Shift 2: Unleashed
Need for Speed has always been a franchise more about replicating the exhilaration of driving than actually offering a simulation of the sport. Everyone wants to chase past police cars and dodge rival street racers, but not everyone is ready for in-depth racing simulation. However, it didn't stop the company from making the well-received Need for Speed Shift, a racing title barreling head-first into the very market Forza and Gran Turismo have settled themselves so nicely in.
Last week, EA wanted to share some love and let us get some hands on with Need for Speed Shift 2: Unleashed, the gangly-named sequel to the 2009 original. Spending time with the game, one gets the impression that developers Slightly Mad Studios is working hard to address the issues of the first game, and to make this sequel shine. With a tighter career mode, more-realistic vehicles and modeling, and a brand new camera, there's a lot for fans of the franchise to look forward to.
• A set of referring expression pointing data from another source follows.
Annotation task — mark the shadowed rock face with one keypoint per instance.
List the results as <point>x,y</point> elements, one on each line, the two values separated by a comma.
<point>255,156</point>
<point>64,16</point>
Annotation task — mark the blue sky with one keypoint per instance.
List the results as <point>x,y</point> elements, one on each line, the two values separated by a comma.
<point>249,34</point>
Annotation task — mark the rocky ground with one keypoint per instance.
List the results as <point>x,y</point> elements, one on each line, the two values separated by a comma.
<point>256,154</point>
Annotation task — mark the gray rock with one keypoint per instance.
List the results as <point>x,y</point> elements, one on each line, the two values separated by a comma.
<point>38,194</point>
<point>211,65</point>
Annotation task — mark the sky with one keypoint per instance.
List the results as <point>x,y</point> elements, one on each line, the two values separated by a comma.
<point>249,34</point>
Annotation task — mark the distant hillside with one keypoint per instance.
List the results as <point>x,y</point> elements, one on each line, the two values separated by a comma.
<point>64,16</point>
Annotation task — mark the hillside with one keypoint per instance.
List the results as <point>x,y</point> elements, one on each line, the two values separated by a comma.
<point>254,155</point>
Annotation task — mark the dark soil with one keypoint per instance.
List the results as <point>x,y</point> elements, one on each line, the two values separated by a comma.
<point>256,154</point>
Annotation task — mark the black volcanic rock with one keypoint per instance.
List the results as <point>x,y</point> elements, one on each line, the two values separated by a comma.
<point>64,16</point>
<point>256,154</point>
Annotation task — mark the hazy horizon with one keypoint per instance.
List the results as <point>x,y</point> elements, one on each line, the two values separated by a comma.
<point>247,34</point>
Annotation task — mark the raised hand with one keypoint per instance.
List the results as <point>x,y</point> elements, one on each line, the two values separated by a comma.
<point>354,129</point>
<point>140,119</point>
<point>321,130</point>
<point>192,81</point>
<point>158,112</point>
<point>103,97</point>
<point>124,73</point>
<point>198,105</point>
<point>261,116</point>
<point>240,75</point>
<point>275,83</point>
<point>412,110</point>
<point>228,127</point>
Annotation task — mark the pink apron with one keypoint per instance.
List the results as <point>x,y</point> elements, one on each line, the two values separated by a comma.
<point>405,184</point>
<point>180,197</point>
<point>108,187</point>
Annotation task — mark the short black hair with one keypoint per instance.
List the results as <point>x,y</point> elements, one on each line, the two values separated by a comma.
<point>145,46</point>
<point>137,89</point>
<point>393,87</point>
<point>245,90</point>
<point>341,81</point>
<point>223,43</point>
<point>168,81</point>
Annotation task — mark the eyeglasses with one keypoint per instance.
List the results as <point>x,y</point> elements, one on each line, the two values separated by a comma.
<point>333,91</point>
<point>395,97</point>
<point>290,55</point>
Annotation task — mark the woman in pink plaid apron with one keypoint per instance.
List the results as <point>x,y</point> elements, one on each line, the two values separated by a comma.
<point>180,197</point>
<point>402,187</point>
Truth be told, there is not a lot here that a player wouldn't expect. Shift 2 has all of the expected vehicle licenses ranging from entry-level Fords and Nissans to supercar Lamborghini and Bugatti, which itself isn't so special. What is is the inclusions of older versions of popular cars. For example, the '86 Toyota Corolla is a very popular car for tune-enthusiasts, and considering the rarefied nature of those cars, their inclusion in Shift 2 is appreciated. Certain races and modes within Shift 2 is actually based upon racing old/new versions of cars and seeing what they are capable of. A fun feature, to be sure, car aficionados will find a lot to love.
One area that I'm a little curious to see is the drifting elements of the game. Many racing games are incorporating a more realistic physics engine that will allow for real-world drifting as well as high-speed racing on a straightaway. For Shift 2, this doesn't mean Gymkhana-style tricks, but it does ask for a high degree of tuning application from the player to get your tricked out Audi to swing back and forth around the drifting course. It will be interesting to see how fleshed out this mode will be, as this sort of realistic drifting appears to be a popular new arena for racing titles.
Tuning in Shift 2 is intense and deep, allowing for players to modify every element of the car. When I say every element, I mean it, from the angle of turns, tire pressure, steering lock, toe angle, differentials, aerodynamics and more. The interface for this is outlandishly technical, and it will definitely keep more casual players from diving in. However, those who like to pick their cars apart will be in heaven.
Improved damage modeling is also a major addition Slightly Mad Studios wanted to incorporate into the game. While the feature can be turned off, the damage modeling makes a major impact on the racing itself. Racing around on a night track, if a player breaks one or both of their headlamps, they can expect their night races to be that much more difficult. Again, players will be able to turn this feature off, as well as other features that could make the game easier, such as driving assists along the road. Slightly Mad Studios is clearly trying to balance between challenging the hardcore and appealing to new sim racers. Seems like they are doing an alright job on it.
Visually, the game is beautiful, on par with many other simulation racing titles. However, one stand-out feature the game does is regarding the camera. Called the helmet cam, this perspective doesn't just place the player inside the vehicle, but rather is recreates the jostle and flow of a driver as they feel inertia and drag within the car. As a player makes a turn, for example, the camera will pan into the turn, exactly like a real world racer. Having spent quite a bit of time in the helmet cam mode, I can say it is one of the most realistic representations of racing that I have ever seen.
Much thanks can be given to the developers, as they have incorporated real-world drivers into the development of their game. There exists a real Need for Speed car in the real-world racing circuit, and this car can be unlocked through progression in the game, providing incentive to take on progressively difficult races. Slightly Mad Studios has broken up the career mode into a series of increasingly harder challenges. The game is designed to allow players to focus on the areas that they want, be it drifting, muscle car racing, retro vehicles, or whatever. Progress through the single player will offer anything from low-tier Modern D racing to GT1, and while the game will throw better cars at you, tune-focused players can take a crappy car and make it shine. All in all, there's about thirty to forty percent more content in the single player than in the original Shift.
Autolog, the backend racing service introduced in Hot Pursuit, will be making a return to Shift 2. Fans of the service will find that all of the metagame elements will still be integral, and this feature will be vitally important to competitive racers and their friends. Multiplayer scores, times and other important bits of information will keep racing nuts happy.
Once everything is said and done, it looks like Need for Speed Shift 2: Unleashed will be an improvement over its predecessor, a racing title that takes good features and makes them better. With a March 29 release date, players will not have long before they will be jumping behind the wheel of Shift 2.